Burn-out parental : le rôle des RH pour l’éviter - Choisir Ma Creche

Burn-out parental : le rôle des RH pour l’éviter

Le burn-out n’est pas que professionnel ! Peut-être plus sournois, il s’immisce dans les foyers sans crier gare. S’il est de plus en plus facile de parler de son burn-out professionnel à son entourage, le burn-out parental est plus intime et ne dépasse que rarement les frontières de la maison. Père et mère sont touchés à parts égales par cet état qui n’est pas considéré comme une dépression, mais qui produit beaucoup de dégâts. Lorsque le burn-out parental est avancé, il peut affecter l’activité professionnelle. Dans ce contexte, les responsables RH ont un rôle à jouer. Comment détecter les signaux et accompagner le salarié dans la prise en charge de son burn-out parental ?

Burn-out parental : quels sont les signes ?

Pour réussir à accompagner efficacement et à soutenir les personnes souffrant de burn-out parental, les managers et responsables RH doivent savoir reconnaître un burn-out professionnel et un burn-out parental. Les principaux signes d’un burn-out parental peuvent se manifester par :

  • Un état de fatigue : si le salarié se plaint d’être fatigué, même s’il revient de congé (congé maternité ou paternité, par exemple). L’état de fatigue est continu et omniprésent.
  • Une productivité en baisse : si le salarié est absent, qu’il oublie des choses, ne veut pas (ou ne veut plus) effectuer certaines tâches…
  • Un sur-investissement au travail : si le salarié se jette à corps perdu dans son travail (ce qui n’était pas son attitude auparavant) ou s’il reste tard dans l’entreprise sans que sa charge de travail ne le nécessite.
  • Un changement de comportement : si un salarié qui était auparavant de nature joyeuse se renferme désormais sur lui-même.

Services RH : quelles solutions pour le salarié en burn-out parental ?

Reconnaître les signaux du burn-out

Il est indispensable, avant toute chose, que les services RH soient suffisamment à l’écoute sur l’état de santé de leurs employés, concernant le burn-out parental et la QVT en général. C’est une des premières prérogatives des responsables RH. Ils doivent être en mesure de repérer les signaux d’un burn-out quand ils en rencontrent un.

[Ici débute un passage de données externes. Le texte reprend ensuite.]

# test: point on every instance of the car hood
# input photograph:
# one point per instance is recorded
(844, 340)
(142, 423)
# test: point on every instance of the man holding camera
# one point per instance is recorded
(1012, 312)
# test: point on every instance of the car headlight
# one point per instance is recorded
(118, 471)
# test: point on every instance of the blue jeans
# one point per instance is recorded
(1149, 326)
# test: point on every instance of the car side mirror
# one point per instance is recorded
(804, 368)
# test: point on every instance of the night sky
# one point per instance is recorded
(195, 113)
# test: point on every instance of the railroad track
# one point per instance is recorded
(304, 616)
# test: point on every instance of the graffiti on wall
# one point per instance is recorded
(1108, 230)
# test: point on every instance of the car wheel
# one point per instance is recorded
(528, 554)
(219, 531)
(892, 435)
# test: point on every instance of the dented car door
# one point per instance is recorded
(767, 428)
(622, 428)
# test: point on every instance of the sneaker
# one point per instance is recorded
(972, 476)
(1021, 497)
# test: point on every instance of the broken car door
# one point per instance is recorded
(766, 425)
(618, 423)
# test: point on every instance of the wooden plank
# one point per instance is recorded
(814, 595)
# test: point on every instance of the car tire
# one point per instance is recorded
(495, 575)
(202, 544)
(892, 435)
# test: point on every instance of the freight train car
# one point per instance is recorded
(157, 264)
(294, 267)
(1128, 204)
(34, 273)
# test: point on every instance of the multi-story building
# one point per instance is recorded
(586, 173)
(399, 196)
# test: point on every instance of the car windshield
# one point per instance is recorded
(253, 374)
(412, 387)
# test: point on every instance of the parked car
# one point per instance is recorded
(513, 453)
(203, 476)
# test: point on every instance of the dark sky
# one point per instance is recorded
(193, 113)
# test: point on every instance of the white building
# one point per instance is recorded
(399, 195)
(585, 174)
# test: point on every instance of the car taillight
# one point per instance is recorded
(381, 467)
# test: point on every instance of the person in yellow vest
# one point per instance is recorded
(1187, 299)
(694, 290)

Il est donc nécessaire de sensibiliser les équipes et les managers RH sur les questions de la parentalité et du burn-out. C’est une démarche pro-active : il est important de détecter les cas avant que cela ne prenne de l’ampleur, et d’éviter, au maximum, que ce mal-être dégénère en arrêt maladie. De ce point de vue, un management de proximité est essentiel au sein de l’entreprise.


La prévention du burn-out parental peut être réalisée de différentes manières, notamment en diffusant en interne des affiches ou des flyers sur le sujet du burn-out parental (et professionnel). Les équipes RH doivent en effet être sensibilisées sur ce thème afin de savoir comment réagir.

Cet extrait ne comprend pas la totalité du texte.